“Us” is all of us. “Them” is none of us.
I was grateful to learn last week that I’d been invited to the research advisory council of BIF, the Business Innovation Factory – a non-profit in Rhode Island dedicated to exploring business concept innovation and how different organizations can innovate together. I’m very glad to have been asked to get involved. BIF has been remarkably successful at building an engaged, active community.
One of the most important things that communities like BIF can achieve is advancing the cause of open and collaborative innovation across many organizations. We still have a long road ahead. “Us and Them” is a mindset that’s fundamental to the human ego. People seem so eager to define themselves – and their teams – by whom they are not. “We are better than them over there.” “We can’t trust them.”
There is no question that healthy competition can be a good thing. And the “us/them” mentality is not going to go away. On the contrary, it can help ensure survival. But it is, like so many things, a question of balance. And in an open or collaborative innovation world, the balance point needs to change.
Where I think we go wrong, in one specific instance, is in the way many people respond to folks who are working for their company but who aren’t actually employees. I would like never again to hear the phrase, “Oh yeah, we use xyz for our strategy or marketing or IT management. THEY aren’t doing a good job.” It’s the THEY in that line I don’t like. Rather we should say, “If OUR marketing and OUR technology isn’t working, it is OUR problem.
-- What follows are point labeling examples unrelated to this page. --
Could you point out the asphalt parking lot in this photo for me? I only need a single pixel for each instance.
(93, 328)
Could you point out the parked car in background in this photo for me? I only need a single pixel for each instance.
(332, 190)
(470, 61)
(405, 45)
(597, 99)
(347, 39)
The consulting firm’s people, many of whom have been faithfully working for OUR company longer than many of OUR employees, are US! WE may have a problem together, but it is OUR problem.”
Open innovation relies on turning down the amplitude of the “us/them” reaction. If you accept a person from another organization – a consultant or an expert from another firm – into your team, it is important that everyone from your corporate counsel to your management team embrace them as “US.”
The phrase I like to use on consulting engagements and when working with teams assembled from different parent firms is, “Us is all of us. Them is none of us.”
The power of “US” was well illustrated by David Gibson in R&D Collaboration on Trial. Gibson tells the story of a Japanese silicon chip consortium in the 1980′s. It was set up to pool research efforts and keep pace with US firms like IBM and Intel. One of their leaders, Masato Nebashi, noticed that the researchers from the different companies in the consortium simply were not working together. They were not building trust, and they were achieving very little as a team. Nebashi instituted the now famous “yoma atsumari” (whiskey operations) protocol, essentially taking the researchers out to get drunk every week and weekend. Nebashi said, “All I did this four years was to drink with them as frequently as I could.” After a while, the teams began to put aside distrust and work as though they all were from the same company. They achieved major breakthroughs after that.
It is hard for humans to get over the “us/them” problem. It is fundamental to how we think, and it has its uses. But we know that the next big challenges facing the world are bigger than one company or even one country. If we are going to have any chance of combining insights and expertise across company lines to solve these problems, it appears we are going to need a lot more alcohol.